Gosh I wish I lived in Alfalfa land...


----------



## rebelINny (Feb 7, 2014)

I feed pretty much straight alfalfa and m goats do fine. My bucks are on a goat pellet that has a.c. in it as well.


----------



## janeen128 (Dec 31, 2012)

Yippee!! You just made me and my goats very happy They are used to it as I've been feeding it since the end of September... They LOVE the stuff. I do feed grain too, but I'm kinda thinking of weaning the bucks and non milkers off of it though, soon I won't have any of those except the sheep..


----------



## spidy1 (Jan 9, 2014)

Ditto!!!! All alfalfa here!:lol:


----------



## TDG-Farms (Jul 12, 2013)

The only grain we ever feed is when the does are milking. Our bucks never get grain. Just no need with a good alfalfa.


----------



## janeen128 (Dec 31, 2012)

TDG-Farms said:


> The only grain we ever feed is when the does are milking. Our bucks never get grain. Just no need with a good alfalfa.

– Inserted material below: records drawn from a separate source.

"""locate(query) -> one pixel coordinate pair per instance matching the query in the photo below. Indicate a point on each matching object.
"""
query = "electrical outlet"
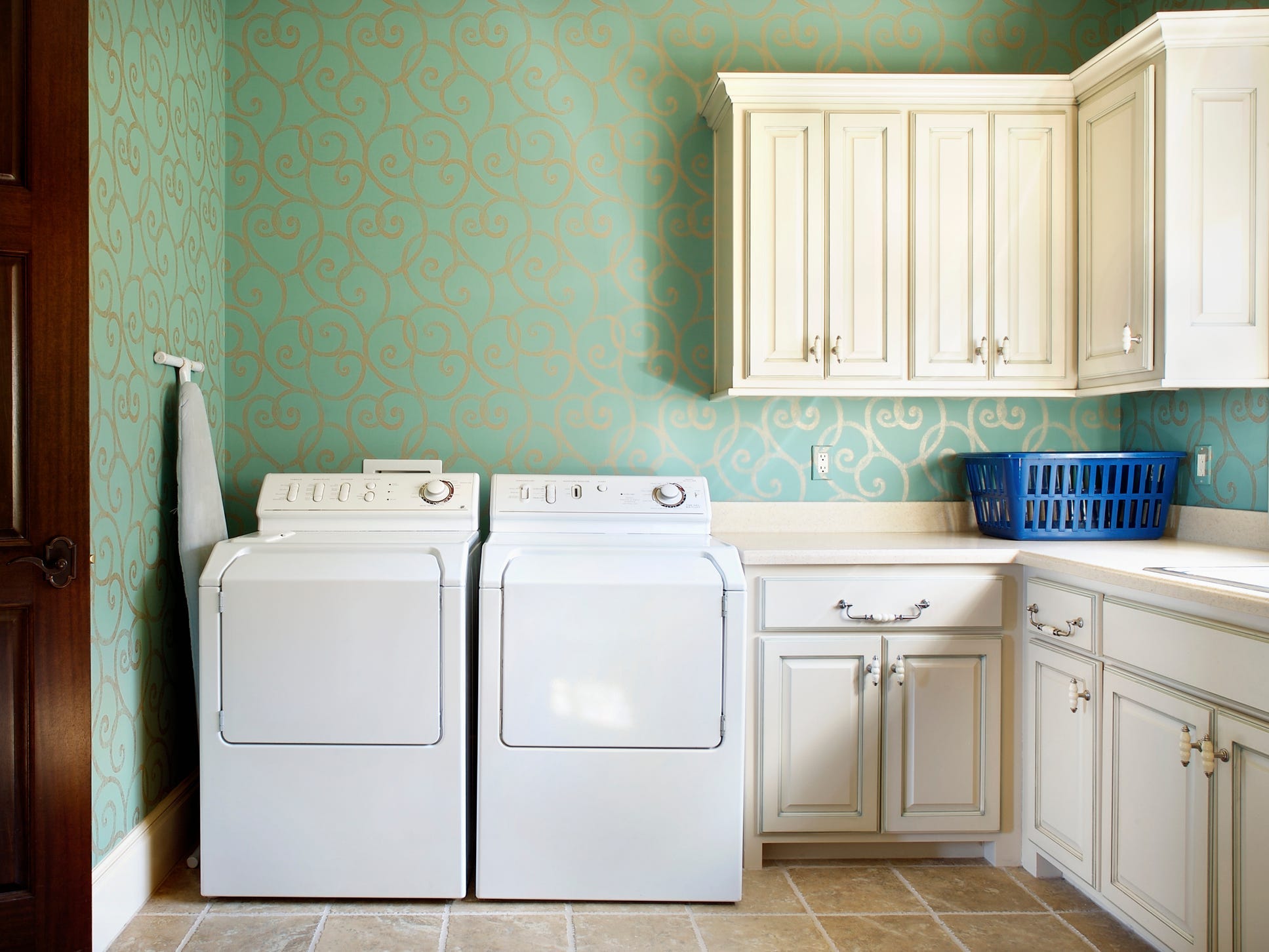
(1202, 466)
(820, 462)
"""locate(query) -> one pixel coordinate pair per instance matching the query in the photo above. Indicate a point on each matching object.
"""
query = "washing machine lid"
(611, 649)
(331, 646)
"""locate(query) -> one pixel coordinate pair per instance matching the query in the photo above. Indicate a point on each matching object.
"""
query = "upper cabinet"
(898, 234)
(1174, 205)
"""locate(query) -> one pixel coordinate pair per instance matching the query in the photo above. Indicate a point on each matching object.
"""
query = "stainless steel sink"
(1244, 576)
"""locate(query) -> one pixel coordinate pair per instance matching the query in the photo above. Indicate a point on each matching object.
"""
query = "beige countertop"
(1111, 563)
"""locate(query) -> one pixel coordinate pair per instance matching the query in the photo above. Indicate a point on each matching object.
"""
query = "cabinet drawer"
(955, 602)
(1065, 614)
(1215, 658)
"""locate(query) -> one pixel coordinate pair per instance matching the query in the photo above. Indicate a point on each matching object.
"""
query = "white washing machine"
(609, 740)
(332, 702)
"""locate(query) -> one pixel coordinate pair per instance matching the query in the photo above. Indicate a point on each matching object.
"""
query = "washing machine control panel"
(665, 500)
(294, 500)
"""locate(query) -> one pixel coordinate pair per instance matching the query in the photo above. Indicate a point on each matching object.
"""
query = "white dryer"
(609, 740)
(332, 700)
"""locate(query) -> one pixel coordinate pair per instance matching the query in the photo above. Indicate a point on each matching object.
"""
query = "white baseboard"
(132, 871)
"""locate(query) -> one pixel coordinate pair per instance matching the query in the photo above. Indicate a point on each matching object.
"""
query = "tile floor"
(802, 905)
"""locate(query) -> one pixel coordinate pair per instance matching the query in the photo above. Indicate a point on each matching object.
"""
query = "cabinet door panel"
(1031, 317)
(784, 311)
(1117, 231)
(867, 266)
(1061, 791)
(819, 747)
(1155, 812)
(942, 734)
(1243, 834)
(950, 245)
(1217, 218)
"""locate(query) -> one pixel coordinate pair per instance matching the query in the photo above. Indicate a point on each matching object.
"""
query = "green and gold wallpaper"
(483, 231)
(156, 211)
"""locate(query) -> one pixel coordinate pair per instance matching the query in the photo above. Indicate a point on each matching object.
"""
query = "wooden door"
(1062, 764)
(784, 306)
(1116, 259)
(1155, 813)
(1241, 833)
(867, 264)
(950, 247)
(820, 711)
(942, 734)
(1031, 249)
(45, 715)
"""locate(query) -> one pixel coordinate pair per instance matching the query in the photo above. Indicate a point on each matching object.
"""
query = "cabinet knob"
(1075, 694)
(1130, 338)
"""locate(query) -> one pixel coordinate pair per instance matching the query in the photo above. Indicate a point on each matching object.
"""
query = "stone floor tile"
(761, 892)
(970, 889)
(507, 933)
(153, 933)
(380, 933)
(635, 933)
(1106, 933)
(997, 933)
(761, 933)
(259, 933)
(856, 890)
(887, 933)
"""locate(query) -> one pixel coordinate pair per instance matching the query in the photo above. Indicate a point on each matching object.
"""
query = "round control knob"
(669, 494)
(437, 492)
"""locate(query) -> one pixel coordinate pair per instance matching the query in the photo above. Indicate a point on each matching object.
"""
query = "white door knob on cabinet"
(1075, 694)
(437, 492)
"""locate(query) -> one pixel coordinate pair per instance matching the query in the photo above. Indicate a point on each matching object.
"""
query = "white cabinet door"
(867, 240)
(950, 247)
(1217, 215)
(1241, 834)
(1062, 743)
(1117, 241)
(1032, 211)
(784, 307)
(1155, 827)
(820, 725)
(942, 734)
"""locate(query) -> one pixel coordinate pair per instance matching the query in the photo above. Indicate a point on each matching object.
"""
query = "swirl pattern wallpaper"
(156, 210)
(481, 231)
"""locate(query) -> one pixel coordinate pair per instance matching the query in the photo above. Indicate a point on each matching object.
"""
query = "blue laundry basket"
(1073, 496)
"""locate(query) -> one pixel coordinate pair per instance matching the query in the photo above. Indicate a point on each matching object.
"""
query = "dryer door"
(605, 649)
(332, 648)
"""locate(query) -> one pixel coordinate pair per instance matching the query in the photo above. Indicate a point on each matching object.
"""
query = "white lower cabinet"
(1156, 812)
(1241, 833)
(942, 734)
(820, 733)
(1062, 734)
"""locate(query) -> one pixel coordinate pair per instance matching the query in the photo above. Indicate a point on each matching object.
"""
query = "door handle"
(58, 561)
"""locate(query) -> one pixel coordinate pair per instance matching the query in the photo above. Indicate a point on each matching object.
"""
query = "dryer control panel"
(599, 503)
(292, 502)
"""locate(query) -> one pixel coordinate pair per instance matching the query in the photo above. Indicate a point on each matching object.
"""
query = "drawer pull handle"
(1075, 694)
(875, 671)
(1206, 751)
(1072, 624)
(847, 606)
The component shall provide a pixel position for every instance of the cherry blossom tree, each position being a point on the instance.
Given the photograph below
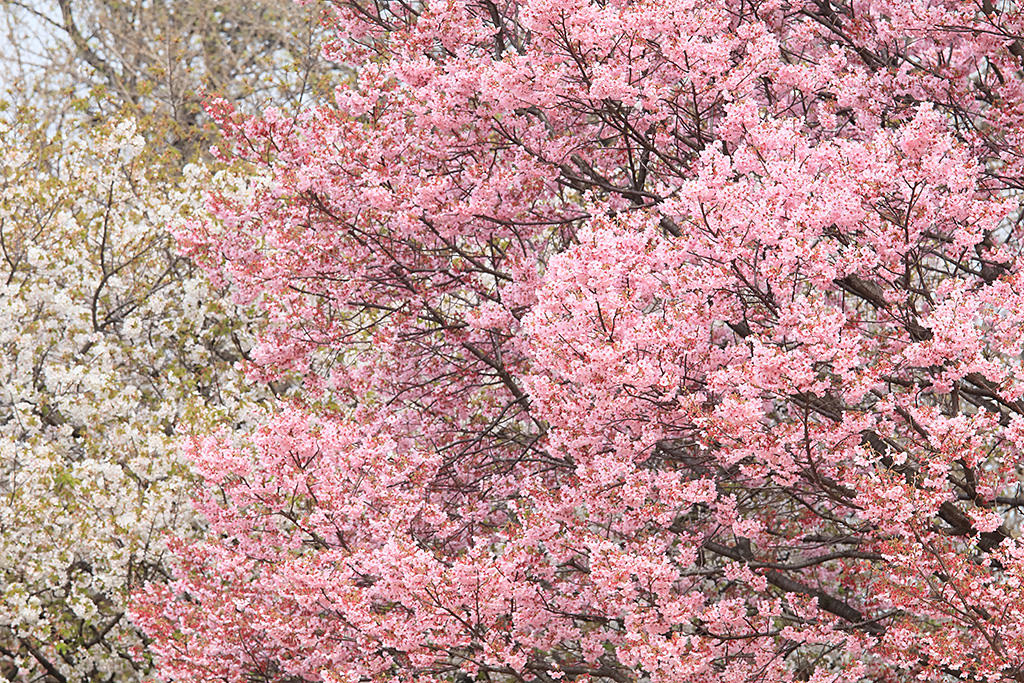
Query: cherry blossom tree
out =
(638, 341)
(111, 343)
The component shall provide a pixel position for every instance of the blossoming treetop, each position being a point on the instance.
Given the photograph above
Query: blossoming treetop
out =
(674, 341)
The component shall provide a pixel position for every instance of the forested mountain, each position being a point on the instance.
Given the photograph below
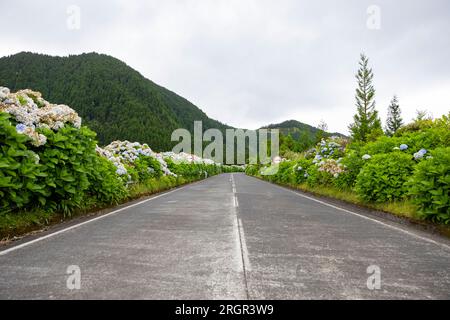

Good to know, that will save on the feed bill too Thank you!


----------



## J-TRanch (Jan 31, 2014)

We feed grass CRP and alfalfa hay to balance out the phosph. and calicum. I would think feeding just alfalfa may be too rich and would make them fat.


----------



## janeen128 (Dec 31, 2012)

What is CRP?


----------



## J-TRanch (Jan 31, 2014)

janeen128 said:


> What is CRP?


Conservation reserve program grass

Owner/operator
J-T Ranch Dairy Goats
NW KS


----------



## spidy1 (Jan 9, 2014)

It depends on your climate, if you have a winter alfalfa is great (I do it year round here as I'm on the AZ-Co border) if you live in a place like Phx AZ, or down south it may be too rich.


----------



## kccjer (Jan 27, 2012)

A lot of people feed straight alfalfa. If it wasn't so darned expensive, that's all I'd feed to everybody....but I can't afford it.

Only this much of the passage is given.